Does honey expire?!


Question:

Does honey expire?


Answers:

No, according to an email that someone sent me a while ago. I did not check it on the net, but it seems to make sense. Here it is:

We went to the Farmers's Market yesterday wanting to get a jar of honey. Numerous vendors displayed a huge assortment of different types of honey in an assortment of quantities - generally, with larger size jars in decreasing cost/kg. While pondering the implications of this, I wondered out loud about the Costco dilemma, ie. the benefit of decrease unit cost vs. longer term storage of larger size jars and expressed my fear that the honey would spoil before I experienced the cost benefit of larger jars. The vendor commented that “honey will never go bad”. I thought of the seven year-old 2 L jar of honey, now containing 20 mL of honey, which, I just realized, had not yet gone bad, sitting on the bottom shelf of our cupboard. He added that’s “because honey contains a natural antibiotic.” We purchased the larger size jar and I made a mental note to check this out.

I now know that honey was commonly used in medicine before antibiotics became widespread. It is still used in the Antipodes; an Australian company makes a product called Medihoney, a formulation that is a certified medicine in Europe.

Arne Simon of Bonn University Children's Clinic in Germany is now leading an international study to compare honey with existing drugs. Simon has already used honey on 150 patients who were not responding to treatment, with some promising results.
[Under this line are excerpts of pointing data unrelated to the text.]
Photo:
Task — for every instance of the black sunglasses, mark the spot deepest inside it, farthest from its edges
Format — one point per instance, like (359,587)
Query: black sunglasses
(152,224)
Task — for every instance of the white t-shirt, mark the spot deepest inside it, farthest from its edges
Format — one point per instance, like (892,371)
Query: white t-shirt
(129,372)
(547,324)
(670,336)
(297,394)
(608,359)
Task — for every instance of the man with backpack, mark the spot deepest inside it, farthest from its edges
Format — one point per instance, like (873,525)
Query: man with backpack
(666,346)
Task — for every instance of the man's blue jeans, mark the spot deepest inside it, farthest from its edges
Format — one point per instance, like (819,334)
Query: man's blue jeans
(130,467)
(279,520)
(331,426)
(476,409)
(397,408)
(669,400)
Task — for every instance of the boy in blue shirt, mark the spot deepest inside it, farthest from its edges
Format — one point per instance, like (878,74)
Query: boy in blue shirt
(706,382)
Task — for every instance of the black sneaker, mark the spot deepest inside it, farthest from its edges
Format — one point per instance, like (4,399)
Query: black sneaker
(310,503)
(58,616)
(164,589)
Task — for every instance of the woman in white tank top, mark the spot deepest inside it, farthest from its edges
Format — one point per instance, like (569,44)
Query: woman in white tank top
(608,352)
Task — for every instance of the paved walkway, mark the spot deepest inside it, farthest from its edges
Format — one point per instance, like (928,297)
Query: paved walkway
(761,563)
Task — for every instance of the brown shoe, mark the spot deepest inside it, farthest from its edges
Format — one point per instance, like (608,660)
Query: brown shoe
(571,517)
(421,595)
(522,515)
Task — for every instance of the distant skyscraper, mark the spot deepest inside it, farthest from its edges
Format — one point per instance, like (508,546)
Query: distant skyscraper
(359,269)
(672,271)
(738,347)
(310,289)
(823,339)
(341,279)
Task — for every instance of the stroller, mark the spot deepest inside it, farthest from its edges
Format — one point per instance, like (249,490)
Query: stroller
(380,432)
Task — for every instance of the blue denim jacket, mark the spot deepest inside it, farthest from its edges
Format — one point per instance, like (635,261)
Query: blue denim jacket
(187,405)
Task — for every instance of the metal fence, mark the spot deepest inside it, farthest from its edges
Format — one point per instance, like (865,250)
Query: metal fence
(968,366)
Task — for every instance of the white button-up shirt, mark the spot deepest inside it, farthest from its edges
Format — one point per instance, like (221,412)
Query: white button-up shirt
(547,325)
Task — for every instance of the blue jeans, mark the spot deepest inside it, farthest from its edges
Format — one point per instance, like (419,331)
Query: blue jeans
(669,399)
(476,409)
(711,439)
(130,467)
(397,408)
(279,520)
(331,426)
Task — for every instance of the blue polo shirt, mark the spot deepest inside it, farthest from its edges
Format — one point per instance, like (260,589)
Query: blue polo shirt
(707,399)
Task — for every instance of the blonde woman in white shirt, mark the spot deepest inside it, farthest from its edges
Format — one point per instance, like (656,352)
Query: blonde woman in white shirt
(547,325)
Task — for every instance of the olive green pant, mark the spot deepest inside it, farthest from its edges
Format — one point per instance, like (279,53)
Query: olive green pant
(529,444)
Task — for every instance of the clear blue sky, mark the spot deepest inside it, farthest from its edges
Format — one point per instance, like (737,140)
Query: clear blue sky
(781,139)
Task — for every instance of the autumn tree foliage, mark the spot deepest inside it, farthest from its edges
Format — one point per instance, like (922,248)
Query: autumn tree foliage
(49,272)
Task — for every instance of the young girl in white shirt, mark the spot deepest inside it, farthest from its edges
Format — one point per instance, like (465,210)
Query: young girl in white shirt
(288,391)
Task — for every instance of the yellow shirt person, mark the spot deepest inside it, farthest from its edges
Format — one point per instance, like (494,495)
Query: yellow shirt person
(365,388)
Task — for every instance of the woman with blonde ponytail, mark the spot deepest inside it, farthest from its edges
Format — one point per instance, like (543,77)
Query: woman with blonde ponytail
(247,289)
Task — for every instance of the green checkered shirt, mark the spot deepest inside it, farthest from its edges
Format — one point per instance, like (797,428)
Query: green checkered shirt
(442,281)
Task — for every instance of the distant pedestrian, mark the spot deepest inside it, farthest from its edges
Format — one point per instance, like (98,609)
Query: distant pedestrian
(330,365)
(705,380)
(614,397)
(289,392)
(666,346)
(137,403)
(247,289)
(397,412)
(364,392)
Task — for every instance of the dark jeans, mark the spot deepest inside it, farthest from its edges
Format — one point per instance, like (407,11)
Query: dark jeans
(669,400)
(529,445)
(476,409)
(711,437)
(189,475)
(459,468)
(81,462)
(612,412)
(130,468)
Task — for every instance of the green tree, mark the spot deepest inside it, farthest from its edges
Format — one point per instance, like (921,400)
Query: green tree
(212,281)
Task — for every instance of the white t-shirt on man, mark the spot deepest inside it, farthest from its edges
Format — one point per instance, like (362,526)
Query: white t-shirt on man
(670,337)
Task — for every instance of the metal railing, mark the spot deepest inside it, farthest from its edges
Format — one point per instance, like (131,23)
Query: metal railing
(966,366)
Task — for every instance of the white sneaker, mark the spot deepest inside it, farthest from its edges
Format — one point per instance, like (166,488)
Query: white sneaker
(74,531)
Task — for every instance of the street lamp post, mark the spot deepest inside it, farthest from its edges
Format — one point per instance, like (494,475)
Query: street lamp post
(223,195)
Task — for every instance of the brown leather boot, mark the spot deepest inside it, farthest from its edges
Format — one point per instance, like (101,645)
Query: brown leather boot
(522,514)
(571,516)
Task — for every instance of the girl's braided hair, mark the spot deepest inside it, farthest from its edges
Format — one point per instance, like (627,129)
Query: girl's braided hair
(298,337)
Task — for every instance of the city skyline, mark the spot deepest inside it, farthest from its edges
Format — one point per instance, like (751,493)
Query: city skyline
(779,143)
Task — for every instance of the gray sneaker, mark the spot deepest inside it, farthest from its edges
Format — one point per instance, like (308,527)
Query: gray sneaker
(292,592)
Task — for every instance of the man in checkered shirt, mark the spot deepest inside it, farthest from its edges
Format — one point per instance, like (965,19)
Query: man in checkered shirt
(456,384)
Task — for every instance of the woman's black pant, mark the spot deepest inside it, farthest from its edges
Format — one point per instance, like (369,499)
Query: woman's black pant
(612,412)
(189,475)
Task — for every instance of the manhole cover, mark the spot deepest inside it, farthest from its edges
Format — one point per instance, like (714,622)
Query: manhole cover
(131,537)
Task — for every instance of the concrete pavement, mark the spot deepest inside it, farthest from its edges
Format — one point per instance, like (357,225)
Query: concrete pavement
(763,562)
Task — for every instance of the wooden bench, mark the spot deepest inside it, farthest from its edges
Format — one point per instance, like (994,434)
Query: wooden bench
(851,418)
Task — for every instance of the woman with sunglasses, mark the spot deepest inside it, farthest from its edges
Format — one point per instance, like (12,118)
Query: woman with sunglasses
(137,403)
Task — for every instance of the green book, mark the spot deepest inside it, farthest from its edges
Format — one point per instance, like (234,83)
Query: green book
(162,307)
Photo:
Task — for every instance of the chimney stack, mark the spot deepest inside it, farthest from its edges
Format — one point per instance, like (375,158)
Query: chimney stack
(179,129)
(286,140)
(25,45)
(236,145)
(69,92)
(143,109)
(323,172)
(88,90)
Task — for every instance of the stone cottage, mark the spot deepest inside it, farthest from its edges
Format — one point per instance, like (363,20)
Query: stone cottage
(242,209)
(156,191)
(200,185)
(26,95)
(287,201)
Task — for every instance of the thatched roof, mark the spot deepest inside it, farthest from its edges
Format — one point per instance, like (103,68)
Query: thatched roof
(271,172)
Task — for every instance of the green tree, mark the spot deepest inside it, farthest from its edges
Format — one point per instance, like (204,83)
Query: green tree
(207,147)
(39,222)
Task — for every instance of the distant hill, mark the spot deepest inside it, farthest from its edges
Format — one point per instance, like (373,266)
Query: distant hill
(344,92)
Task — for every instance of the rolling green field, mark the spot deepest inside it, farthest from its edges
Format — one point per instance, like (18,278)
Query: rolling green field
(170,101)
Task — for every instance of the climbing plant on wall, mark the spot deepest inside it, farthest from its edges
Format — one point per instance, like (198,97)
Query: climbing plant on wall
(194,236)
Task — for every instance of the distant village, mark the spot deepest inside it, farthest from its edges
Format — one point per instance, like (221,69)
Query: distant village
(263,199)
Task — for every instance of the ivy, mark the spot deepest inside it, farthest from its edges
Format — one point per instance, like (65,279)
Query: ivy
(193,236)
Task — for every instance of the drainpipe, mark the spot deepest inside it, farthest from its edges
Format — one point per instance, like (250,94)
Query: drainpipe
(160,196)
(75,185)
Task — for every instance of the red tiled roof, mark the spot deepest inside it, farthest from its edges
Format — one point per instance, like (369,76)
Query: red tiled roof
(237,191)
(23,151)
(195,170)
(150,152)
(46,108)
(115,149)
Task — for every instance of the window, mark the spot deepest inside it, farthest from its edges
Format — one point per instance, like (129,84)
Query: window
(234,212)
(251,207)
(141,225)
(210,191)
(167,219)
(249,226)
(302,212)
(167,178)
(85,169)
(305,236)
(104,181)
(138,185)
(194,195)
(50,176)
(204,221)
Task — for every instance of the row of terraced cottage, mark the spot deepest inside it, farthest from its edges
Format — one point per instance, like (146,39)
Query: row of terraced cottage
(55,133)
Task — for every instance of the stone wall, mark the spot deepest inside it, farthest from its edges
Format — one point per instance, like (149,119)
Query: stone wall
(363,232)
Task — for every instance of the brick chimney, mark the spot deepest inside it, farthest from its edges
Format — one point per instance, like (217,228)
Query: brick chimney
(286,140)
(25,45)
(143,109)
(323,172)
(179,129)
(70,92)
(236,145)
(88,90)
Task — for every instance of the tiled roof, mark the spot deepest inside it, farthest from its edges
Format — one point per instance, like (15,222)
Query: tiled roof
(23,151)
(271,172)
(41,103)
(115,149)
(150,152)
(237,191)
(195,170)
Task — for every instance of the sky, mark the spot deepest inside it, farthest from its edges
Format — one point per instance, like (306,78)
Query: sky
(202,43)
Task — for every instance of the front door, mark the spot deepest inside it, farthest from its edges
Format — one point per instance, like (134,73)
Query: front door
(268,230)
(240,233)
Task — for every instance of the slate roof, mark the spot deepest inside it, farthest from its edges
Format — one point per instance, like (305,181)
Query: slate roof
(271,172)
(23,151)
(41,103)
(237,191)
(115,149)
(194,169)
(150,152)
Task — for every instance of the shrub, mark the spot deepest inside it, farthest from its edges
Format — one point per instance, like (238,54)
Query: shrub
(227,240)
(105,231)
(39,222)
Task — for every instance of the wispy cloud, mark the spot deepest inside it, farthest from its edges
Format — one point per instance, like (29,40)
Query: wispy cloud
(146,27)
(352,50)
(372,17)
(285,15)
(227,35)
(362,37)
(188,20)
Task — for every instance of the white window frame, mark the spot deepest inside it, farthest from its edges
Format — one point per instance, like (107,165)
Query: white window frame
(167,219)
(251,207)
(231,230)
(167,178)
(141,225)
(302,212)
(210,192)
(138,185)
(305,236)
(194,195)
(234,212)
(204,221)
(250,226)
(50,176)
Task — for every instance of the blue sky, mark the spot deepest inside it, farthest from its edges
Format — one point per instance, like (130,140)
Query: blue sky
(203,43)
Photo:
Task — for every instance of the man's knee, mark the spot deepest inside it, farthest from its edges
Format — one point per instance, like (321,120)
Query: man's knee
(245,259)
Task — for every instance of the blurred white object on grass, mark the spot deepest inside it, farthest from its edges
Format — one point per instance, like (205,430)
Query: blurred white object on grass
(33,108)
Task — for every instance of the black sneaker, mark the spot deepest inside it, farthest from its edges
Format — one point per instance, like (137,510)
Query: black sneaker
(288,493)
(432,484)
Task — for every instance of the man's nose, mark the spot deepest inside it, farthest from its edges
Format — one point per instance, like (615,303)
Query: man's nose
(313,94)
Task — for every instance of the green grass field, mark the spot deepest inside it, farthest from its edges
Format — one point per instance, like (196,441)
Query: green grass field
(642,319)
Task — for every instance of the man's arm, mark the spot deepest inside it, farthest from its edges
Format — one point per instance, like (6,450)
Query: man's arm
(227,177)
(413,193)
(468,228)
The patients were often children whose immune systems had been weakened by chemotherapy, leaving wounds from surgery vulnerable to infection. Around a third of them were also given some antibiotics at the same time as having their wounds dressed with honey. One patient, whose wounds had become infected by the potentially fatal strain of Staphylococcus aureus that is resistant to the antibiotic methicillin, and who failed to respond to other drugs, was free of this superbug within 48 hours of receiving the honey treatment.

Because honey is composed of saturated sugars, it sucks up water, depriving bacteria of the liquid they need to survive and multiply. Also, as bees make honey, they secrete glucoseoxidase, an enzyme that releases the bleach hydrogen peroxide when it comes into contact with wound liquids. The low-level but frequent release of this chemical ensures regular antibacterial washes of the wound.